Vanilla may have a future in sickle cell treatment
In addition to its popular role in flavoring ice cream, fudge and cake frosting, vanilla may have a future use as a medicine. Recent laboratory research has strengthened the possibility that a form of vanilla may become a drug to treat sickle cell disease.
After specially bred mice received a compound that turns into vanilla in the body, they survived five times longer than mice that did not receive the chemical. All the mice had been subjected to low oxygen pressure, a condition that causes their red blood cells to form the hazardous sickle shape. Results of the study, led by research hematologist Toshio Asakura, M.D., Ph.D., of The Childrens Hospital of Philadelphia, appeared in the June 2004 issue of the British Journal of Haematology.

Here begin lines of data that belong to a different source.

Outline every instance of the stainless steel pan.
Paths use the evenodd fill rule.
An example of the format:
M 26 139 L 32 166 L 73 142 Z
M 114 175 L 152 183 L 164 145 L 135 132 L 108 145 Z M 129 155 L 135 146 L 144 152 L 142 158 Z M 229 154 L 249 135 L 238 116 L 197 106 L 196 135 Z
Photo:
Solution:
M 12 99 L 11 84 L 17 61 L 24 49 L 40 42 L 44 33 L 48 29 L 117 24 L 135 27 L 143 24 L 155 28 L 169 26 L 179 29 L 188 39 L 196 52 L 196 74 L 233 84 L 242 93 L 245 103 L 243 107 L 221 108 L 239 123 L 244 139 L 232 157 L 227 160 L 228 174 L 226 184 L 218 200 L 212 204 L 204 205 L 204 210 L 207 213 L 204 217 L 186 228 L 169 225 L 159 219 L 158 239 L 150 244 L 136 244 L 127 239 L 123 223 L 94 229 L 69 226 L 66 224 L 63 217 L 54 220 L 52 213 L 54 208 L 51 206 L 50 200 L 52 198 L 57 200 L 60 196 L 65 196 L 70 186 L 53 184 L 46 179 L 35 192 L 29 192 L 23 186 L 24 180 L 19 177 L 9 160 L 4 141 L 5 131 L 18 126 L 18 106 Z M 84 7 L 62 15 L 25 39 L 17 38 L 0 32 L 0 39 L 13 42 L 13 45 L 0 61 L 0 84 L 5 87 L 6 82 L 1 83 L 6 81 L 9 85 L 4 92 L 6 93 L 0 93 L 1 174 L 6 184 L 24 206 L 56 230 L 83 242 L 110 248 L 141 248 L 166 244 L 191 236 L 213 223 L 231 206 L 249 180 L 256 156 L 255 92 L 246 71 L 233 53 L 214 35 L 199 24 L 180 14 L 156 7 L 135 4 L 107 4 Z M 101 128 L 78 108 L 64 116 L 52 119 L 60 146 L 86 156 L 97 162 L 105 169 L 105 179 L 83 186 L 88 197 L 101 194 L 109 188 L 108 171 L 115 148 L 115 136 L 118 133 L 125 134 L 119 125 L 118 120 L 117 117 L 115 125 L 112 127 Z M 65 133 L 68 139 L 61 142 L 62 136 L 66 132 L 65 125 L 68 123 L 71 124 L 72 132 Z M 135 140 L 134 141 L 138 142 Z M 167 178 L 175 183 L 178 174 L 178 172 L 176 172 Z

It had been known for 30 years that vanillin, the compound that gives the vanilla bean its flavor, protects red blood cells with sickle cell disease from assuming the sickle shape that obstructs blood vessels. However, this effect previously occurred only in test tubes, because vanillin normally breaks down in the digestive tract before reaching the bloodstream.
Scientists at Medinox, a San Diego-based biotechnology company, developed a variant of vanillin called MX-1520, chemically modifying it to resist degradation by the digestive system. MX-1520 is a prodrug–a compound that becomes an active drug (in this case, vanillin) in the body.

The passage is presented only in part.